Fertility – Good nutrition is absolutely essential to achieving a pregnancy or sustaining one through to a healthy birth.

Experience has shown that even people who believe they are eating well may not be getting the nutrients they need. Some of the fault lies in food choices, but the generally over-processed American diet is also to blame. When the impact of stress is added to an already deficient diet, the body could be thrown sufficiently out of balance to prevent conception or to have an impact on pregnancy.

Estrogen Production – The female hormone estrogen is produced primarily in the ovaries. However, the adrenal glands also produce estrogen and progesterone, and healthy adrenals may account for the ability of some women to experience fewer symptoms associated with the menopausal transition.

Menopause – This is a natural phenomenon, occurring in most women around 50 years of age.

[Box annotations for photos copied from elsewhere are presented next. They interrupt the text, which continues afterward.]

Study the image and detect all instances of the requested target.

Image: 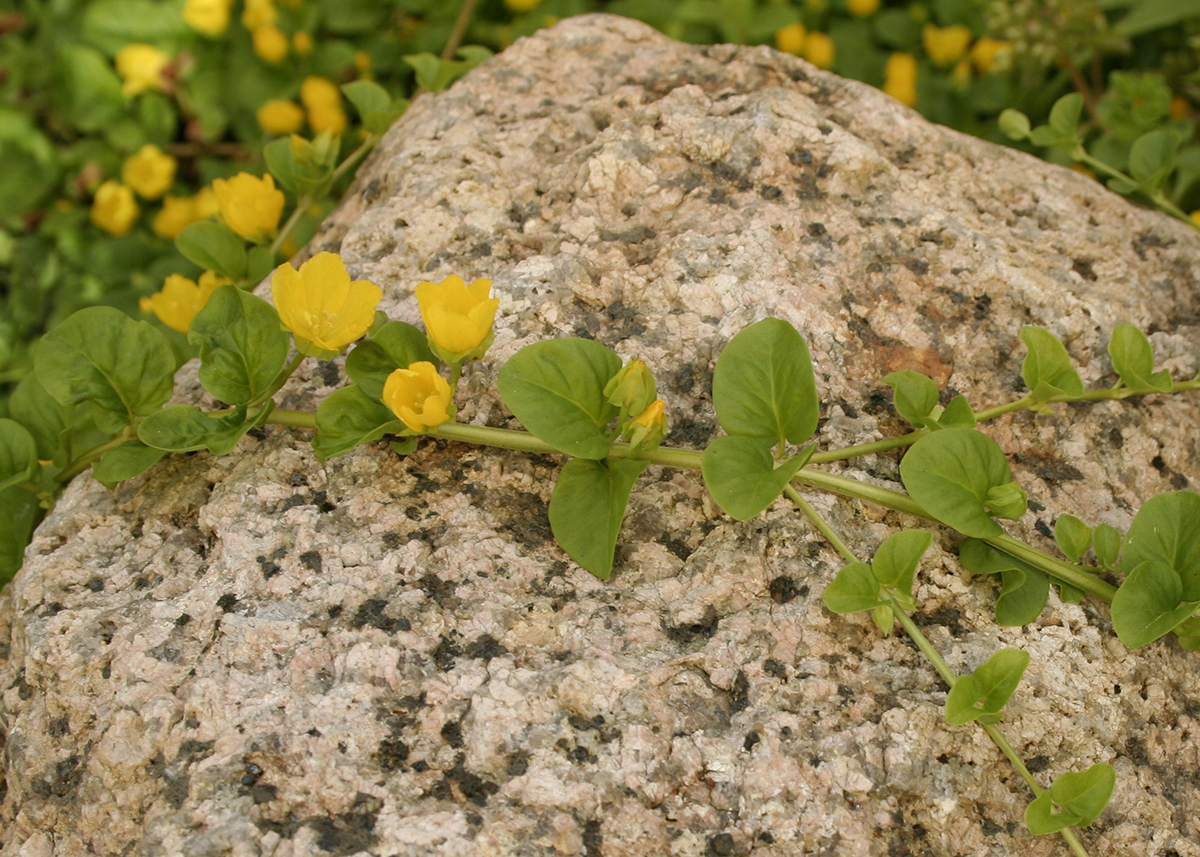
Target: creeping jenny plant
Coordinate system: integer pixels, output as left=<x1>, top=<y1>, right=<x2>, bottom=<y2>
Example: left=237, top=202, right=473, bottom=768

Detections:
left=0, top=82, right=1200, bottom=855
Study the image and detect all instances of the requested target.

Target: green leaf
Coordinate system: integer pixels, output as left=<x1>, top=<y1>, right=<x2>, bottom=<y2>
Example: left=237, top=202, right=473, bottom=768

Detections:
left=1025, top=791, right=1082, bottom=835
left=138, top=403, right=274, bottom=455
left=550, top=459, right=648, bottom=580
left=8, top=372, right=76, bottom=466
left=871, top=529, right=934, bottom=598
left=246, top=247, right=275, bottom=286
left=91, top=441, right=167, bottom=489
left=187, top=284, right=288, bottom=404
left=959, top=539, right=1050, bottom=627
left=0, top=487, right=41, bottom=586
left=701, top=436, right=815, bottom=521
left=1025, top=762, right=1117, bottom=833
left=1112, top=557, right=1200, bottom=648
left=498, top=338, right=620, bottom=461
left=998, top=107, right=1030, bottom=140
left=1121, top=491, right=1200, bottom=601
left=1109, top=324, right=1172, bottom=392
left=1092, top=523, right=1121, bottom=568
left=946, top=648, right=1030, bottom=726
left=346, top=322, right=438, bottom=401
left=312, top=385, right=408, bottom=461
left=1050, top=92, right=1084, bottom=137
left=1054, top=515, right=1092, bottom=563
left=900, top=427, right=1013, bottom=538
left=883, top=368, right=940, bottom=429
left=1021, top=325, right=1084, bottom=402
left=342, top=80, right=391, bottom=116
left=34, top=306, right=175, bottom=435
left=821, top=563, right=887, bottom=613
left=80, top=0, right=188, bottom=55
left=1129, top=128, right=1183, bottom=196
left=175, top=220, right=246, bottom=280
left=713, top=318, right=820, bottom=444
left=930, top=396, right=976, bottom=429
left=0, top=419, right=38, bottom=491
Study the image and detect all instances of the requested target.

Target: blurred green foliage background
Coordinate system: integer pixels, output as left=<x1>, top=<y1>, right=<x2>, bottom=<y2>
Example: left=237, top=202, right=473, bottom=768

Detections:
left=0, top=0, right=1200, bottom=415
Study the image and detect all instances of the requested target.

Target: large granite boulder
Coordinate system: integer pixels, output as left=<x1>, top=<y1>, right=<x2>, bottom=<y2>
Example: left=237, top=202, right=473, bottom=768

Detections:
left=0, top=16, right=1200, bottom=857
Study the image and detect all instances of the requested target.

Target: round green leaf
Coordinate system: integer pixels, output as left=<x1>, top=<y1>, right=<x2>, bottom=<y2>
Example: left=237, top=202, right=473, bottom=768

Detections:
left=187, top=286, right=288, bottom=404
left=34, top=306, right=175, bottom=435
left=346, top=322, right=438, bottom=401
left=550, top=459, right=648, bottom=580
left=312, top=385, right=407, bottom=461
left=498, top=338, right=620, bottom=460
left=713, top=318, right=820, bottom=444
left=701, top=436, right=812, bottom=521
left=900, top=427, right=1013, bottom=538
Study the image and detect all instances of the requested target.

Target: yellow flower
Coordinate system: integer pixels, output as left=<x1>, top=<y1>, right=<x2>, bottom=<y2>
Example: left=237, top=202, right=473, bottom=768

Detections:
left=971, top=36, right=1013, bottom=74
left=604, top=360, right=654, bottom=414
left=184, top=0, right=233, bottom=36
left=622, top=398, right=667, bottom=450
left=138, top=271, right=233, bottom=334
left=271, top=253, right=383, bottom=352
left=121, top=143, right=175, bottom=199
left=241, top=0, right=280, bottom=32
left=883, top=53, right=917, bottom=107
left=91, top=180, right=138, bottom=235
left=254, top=98, right=304, bottom=134
left=250, top=24, right=288, bottom=65
left=212, top=173, right=283, bottom=241
left=383, top=360, right=451, bottom=432
left=804, top=32, right=836, bottom=68
left=920, top=24, right=971, bottom=66
left=416, top=274, right=500, bottom=364
left=775, top=22, right=808, bottom=56
left=846, top=0, right=880, bottom=18
left=116, top=42, right=170, bottom=98
left=300, top=76, right=346, bottom=137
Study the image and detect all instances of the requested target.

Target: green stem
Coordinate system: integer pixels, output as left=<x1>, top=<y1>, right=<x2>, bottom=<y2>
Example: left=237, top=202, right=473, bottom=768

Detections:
left=784, top=485, right=858, bottom=563
left=268, top=193, right=312, bottom=256
left=58, top=422, right=138, bottom=485
left=266, top=408, right=317, bottom=429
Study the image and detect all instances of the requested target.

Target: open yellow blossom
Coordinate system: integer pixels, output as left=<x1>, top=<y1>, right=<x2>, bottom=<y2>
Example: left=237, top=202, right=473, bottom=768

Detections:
left=250, top=24, right=288, bottom=65
left=271, top=253, right=383, bottom=353
left=241, top=0, right=280, bottom=32
left=116, top=42, right=170, bottom=98
left=804, top=32, right=838, bottom=68
left=254, top=98, right=304, bottom=136
left=883, top=52, right=917, bottom=107
left=775, top=20, right=809, bottom=56
left=300, top=74, right=346, bottom=136
left=383, top=360, right=451, bottom=432
left=121, top=143, right=176, bottom=199
left=184, top=0, right=233, bottom=36
left=138, top=271, right=233, bottom=334
left=971, top=36, right=1013, bottom=74
left=416, top=274, right=500, bottom=364
left=212, top=173, right=283, bottom=241
left=90, top=180, right=138, bottom=235
left=920, top=24, right=971, bottom=66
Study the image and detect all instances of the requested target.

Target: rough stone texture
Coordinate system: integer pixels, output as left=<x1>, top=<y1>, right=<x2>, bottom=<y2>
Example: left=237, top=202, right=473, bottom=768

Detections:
left=0, top=17, right=1200, bottom=857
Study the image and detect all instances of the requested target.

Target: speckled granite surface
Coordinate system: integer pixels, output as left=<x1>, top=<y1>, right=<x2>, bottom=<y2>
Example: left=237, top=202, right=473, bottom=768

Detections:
left=0, top=17, right=1200, bottom=857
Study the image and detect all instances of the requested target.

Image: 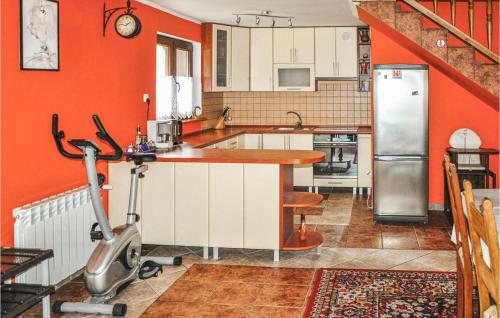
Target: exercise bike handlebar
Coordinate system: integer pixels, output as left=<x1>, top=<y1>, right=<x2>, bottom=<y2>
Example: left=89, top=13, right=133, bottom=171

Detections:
left=52, top=114, right=123, bottom=160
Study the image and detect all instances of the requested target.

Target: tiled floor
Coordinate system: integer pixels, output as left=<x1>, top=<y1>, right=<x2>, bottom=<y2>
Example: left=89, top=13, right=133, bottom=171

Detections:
left=295, top=193, right=453, bottom=250
left=23, top=194, right=456, bottom=317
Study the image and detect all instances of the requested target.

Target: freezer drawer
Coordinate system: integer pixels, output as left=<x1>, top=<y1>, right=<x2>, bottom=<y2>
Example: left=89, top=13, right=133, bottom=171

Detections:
left=373, top=157, right=429, bottom=222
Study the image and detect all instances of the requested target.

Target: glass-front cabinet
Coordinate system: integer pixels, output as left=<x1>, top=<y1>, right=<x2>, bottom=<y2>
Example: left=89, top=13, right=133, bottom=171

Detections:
left=212, top=25, right=231, bottom=91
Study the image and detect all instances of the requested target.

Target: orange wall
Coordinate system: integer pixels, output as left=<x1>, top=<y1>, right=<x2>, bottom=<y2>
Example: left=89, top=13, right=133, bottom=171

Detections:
left=1, top=0, right=201, bottom=245
left=372, top=28, right=500, bottom=204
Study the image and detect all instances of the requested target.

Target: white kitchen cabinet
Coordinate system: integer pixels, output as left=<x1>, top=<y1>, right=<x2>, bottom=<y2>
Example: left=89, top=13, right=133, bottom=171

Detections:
left=243, top=134, right=262, bottom=149
left=141, top=162, right=175, bottom=245
left=230, top=27, right=250, bottom=91
left=293, top=28, right=314, bottom=64
left=335, top=27, right=358, bottom=77
left=288, top=134, right=313, bottom=187
left=262, top=134, right=288, bottom=150
left=243, top=164, right=280, bottom=250
left=314, top=27, right=337, bottom=77
left=108, top=161, right=140, bottom=232
left=273, top=28, right=314, bottom=64
left=208, top=163, right=243, bottom=248
left=358, top=134, right=372, bottom=188
left=174, top=163, right=208, bottom=247
left=212, top=24, right=232, bottom=92
left=273, top=28, right=293, bottom=64
left=250, top=28, right=273, bottom=91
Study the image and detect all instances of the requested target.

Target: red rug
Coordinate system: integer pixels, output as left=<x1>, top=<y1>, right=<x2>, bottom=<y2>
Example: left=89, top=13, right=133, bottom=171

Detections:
left=304, top=268, right=457, bottom=318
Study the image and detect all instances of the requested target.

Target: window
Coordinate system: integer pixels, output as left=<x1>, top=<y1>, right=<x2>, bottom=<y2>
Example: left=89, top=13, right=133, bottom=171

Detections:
left=156, top=35, right=195, bottom=119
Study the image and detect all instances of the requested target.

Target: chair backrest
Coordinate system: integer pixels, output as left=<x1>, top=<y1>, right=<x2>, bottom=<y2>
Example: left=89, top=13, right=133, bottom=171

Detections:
left=464, top=180, right=500, bottom=317
left=444, top=155, right=472, bottom=270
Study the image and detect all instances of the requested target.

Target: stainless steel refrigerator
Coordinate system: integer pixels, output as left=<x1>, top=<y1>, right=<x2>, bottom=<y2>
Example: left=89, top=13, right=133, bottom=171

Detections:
left=373, top=64, right=429, bottom=223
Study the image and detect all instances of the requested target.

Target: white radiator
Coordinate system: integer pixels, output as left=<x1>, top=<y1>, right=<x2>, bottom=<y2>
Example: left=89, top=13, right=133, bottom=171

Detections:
left=13, top=186, right=98, bottom=284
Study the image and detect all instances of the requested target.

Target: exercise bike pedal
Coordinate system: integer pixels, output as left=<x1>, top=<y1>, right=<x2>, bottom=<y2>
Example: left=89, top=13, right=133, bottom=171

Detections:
left=139, top=261, right=163, bottom=279
left=90, top=222, right=104, bottom=242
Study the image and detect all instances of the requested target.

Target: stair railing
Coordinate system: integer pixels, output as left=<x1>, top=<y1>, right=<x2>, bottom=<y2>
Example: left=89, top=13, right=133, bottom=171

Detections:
left=401, top=0, right=499, bottom=64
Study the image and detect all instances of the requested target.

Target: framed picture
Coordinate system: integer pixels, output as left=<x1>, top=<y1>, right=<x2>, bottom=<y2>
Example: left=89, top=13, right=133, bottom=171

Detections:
left=20, top=0, right=59, bottom=71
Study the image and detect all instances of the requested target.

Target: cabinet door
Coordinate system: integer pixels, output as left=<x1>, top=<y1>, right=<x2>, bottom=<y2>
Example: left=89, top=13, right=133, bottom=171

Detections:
left=314, top=28, right=336, bottom=77
left=174, top=163, right=208, bottom=246
left=335, top=27, right=358, bottom=77
left=358, top=134, right=372, bottom=188
left=108, top=162, right=141, bottom=231
left=262, top=134, right=288, bottom=150
left=292, top=28, right=314, bottom=64
left=273, top=28, right=293, bottom=63
left=250, top=28, right=273, bottom=91
left=141, top=162, right=175, bottom=245
left=244, top=134, right=262, bottom=149
left=243, top=164, right=280, bottom=249
left=212, top=24, right=231, bottom=91
left=230, top=27, right=250, bottom=91
left=208, top=163, right=243, bottom=248
left=288, top=134, right=313, bottom=187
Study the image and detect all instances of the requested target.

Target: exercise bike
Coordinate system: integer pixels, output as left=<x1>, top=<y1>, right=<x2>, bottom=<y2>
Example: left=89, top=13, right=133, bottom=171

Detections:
left=48, top=114, right=182, bottom=316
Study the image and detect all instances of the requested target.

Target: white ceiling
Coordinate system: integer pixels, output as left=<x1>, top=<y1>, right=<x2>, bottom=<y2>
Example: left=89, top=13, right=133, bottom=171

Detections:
left=138, top=0, right=363, bottom=27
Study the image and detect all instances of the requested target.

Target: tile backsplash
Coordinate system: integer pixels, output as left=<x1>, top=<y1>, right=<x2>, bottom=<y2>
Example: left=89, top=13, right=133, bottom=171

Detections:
left=203, top=81, right=371, bottom=127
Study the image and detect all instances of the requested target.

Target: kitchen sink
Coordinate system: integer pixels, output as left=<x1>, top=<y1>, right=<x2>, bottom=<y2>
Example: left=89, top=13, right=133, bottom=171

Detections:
left=273, top=127, right=312, bottom=130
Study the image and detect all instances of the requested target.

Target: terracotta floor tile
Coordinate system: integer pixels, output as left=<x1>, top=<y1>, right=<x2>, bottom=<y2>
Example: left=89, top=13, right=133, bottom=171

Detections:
left=208, top=282, right=263, bottom=305
left=382, top=234, right=419, bottom=249
left=346, top=234, right=382, bottom=248
left=181, top=262, right=231, bottom=281
left=193, top=304, right=248, bottom=318
left=246, top=306, right=302, bottom=318
left=224, top=266, right=273, bottom=283
left=268, top=268, right=315, bottom=285
left=254, top=285, right=309, bottom=307
left=141, top=301, right=200, bottom=318
left=160, top=277, right=216, bottom=302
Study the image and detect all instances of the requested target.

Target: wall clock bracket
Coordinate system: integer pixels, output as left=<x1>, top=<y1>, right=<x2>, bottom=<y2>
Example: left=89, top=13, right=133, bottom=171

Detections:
left=102, top=0, right=136, bottom=36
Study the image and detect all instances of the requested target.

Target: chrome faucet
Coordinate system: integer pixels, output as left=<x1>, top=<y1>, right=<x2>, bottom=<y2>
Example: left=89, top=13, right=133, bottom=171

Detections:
left=286, top=111, right=302, bottom=129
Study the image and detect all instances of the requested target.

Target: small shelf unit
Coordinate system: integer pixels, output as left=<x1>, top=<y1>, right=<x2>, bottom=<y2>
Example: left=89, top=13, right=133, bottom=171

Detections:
left=281, top=191, right=323, bottom=251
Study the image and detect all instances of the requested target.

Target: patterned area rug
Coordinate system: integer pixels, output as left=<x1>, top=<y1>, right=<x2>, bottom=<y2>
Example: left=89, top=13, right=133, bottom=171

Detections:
left=304, top=268, right=456, bottom=318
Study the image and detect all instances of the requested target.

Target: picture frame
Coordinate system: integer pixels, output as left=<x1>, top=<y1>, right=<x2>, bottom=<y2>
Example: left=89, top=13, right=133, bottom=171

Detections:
left=19, top=0, right=60, bottom=71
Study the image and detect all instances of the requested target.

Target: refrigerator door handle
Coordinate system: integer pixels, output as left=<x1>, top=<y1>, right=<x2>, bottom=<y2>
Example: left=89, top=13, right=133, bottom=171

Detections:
left=374, top=155, right=428, bottom=161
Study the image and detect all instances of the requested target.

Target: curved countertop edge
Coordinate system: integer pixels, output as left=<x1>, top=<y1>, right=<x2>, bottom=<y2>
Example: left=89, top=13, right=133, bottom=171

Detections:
left=157, top=148, right=325, bottom=165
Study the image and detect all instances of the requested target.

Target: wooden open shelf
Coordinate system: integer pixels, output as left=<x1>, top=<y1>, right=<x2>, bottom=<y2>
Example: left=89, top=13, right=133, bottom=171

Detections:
left=283, top=191, right=323, bottom=208
left=282, top=230, right=323, bottom=251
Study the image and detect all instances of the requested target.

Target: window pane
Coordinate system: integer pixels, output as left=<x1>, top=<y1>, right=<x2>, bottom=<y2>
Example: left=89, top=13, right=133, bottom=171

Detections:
left=175, top=49, right=189, bottom=76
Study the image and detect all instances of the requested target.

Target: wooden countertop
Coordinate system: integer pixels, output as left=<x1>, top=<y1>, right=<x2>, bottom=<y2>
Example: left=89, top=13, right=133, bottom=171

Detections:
left=156, top=147, right=325, bottom=165
left=182, top=125, right=371, bottom=148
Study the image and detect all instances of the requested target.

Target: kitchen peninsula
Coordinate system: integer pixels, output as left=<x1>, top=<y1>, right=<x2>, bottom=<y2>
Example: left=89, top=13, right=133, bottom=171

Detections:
left=109, top=129, right=325, bottom=260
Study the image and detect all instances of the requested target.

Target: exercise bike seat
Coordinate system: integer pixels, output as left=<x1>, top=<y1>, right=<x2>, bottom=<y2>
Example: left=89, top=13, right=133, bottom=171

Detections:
left=127, top=152, right=156, bottom=165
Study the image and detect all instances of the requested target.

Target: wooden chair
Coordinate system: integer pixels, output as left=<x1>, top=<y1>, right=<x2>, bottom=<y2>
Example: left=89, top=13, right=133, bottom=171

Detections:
left=444, top=155, right=474, bottom=317
left=464, top=180, right=500, bottom=317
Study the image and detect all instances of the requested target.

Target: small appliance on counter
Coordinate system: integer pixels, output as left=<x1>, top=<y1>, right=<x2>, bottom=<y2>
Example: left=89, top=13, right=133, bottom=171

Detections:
left=148, top=119, right=182, bottom=149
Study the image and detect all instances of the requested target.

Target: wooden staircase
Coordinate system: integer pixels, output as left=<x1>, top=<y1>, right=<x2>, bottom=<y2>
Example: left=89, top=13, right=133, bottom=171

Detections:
left=358, top=0, right=499, bottom=103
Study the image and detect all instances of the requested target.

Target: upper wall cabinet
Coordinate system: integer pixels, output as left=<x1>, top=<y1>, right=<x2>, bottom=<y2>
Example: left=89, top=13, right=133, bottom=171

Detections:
left=273, top=28, right=314, bottom=64
left=233, top=27, right=250, bottom=91
left=314, top=27, right=357, bottom=78
left=250, top=28, right=273, bottom=91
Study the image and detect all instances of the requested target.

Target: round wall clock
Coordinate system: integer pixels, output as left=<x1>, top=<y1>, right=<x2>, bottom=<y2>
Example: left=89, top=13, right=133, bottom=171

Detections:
left=115, top=13, right=141, bottom=39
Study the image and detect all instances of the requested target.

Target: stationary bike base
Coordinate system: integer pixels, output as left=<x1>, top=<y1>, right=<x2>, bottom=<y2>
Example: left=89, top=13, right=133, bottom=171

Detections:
left=52, top=301, right=127, bottom=317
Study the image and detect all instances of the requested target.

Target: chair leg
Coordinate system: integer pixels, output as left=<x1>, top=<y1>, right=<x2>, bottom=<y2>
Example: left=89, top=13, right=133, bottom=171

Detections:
left=457, top=255, right=464, bottom=318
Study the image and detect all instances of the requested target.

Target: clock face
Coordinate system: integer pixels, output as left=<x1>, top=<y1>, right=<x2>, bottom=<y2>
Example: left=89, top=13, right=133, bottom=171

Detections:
left=115, top=14, right=139, bottom=38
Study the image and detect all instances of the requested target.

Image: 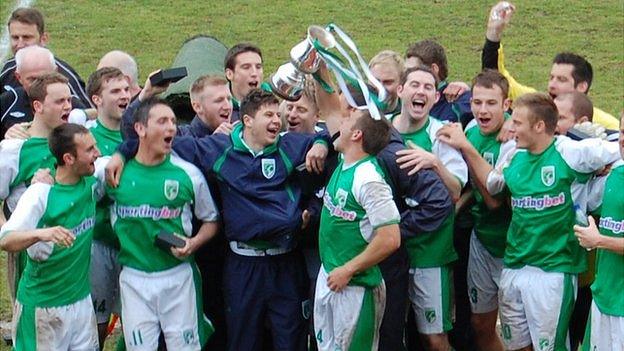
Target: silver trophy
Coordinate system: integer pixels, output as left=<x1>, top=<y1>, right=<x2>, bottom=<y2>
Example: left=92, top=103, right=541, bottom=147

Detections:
left=269, top=26, right=336, bottom=101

The ovaries become less responsive to the stimulation of gonadotropic hormones. This results in a declining production of estrogen and progesterone, which interrupts the normal development of the ovaries’ follicles. Follicles are the structures that surround primary oocytes or eggs.

Throughout a woman’s reproductive life, when stimulated hormonally these follicles release their eggs, or “ovulate.” The follicles decrease in number with age and the ovaries’ ability to produce estrogen also decreases. By age 45, only a few follicles remain. Estrogen production decreases until the follicles become atrophic and the ovaries cease estrogen production.

There are also changes in both gonadotropin-releasing hormone patterns and the quality or quantity of luteinizing hormones, which stimulate the production of estrogen and progesterone and aid in ovulation.

During the course of menopause, women may suffer an array of physical concerns including hot flashes, headaches, hair loss, muscular pains, vaginal dryness, weight gain and mood swings. Interestingly, not all women experience the same levels of physical and psychological reactions as their bodies go through this transition — some women experience virtually no effects at all. Nutrition can make the all-important difference; when the body has all of the required nutrients in adequate amounts, it is able to maintain balance and harmony.

Due to the diminished levels of estrogen, there is also a possibility of osteoporosis, a condition in which bones become thin, fragile and highly prone to fracture. Estrogen helps bones absorb the calcium they need to stay strong. Beginning at around age 30, bone loss accelerates greatly and continues until as much as 30 percent of the calcium in bones is lost by age 70.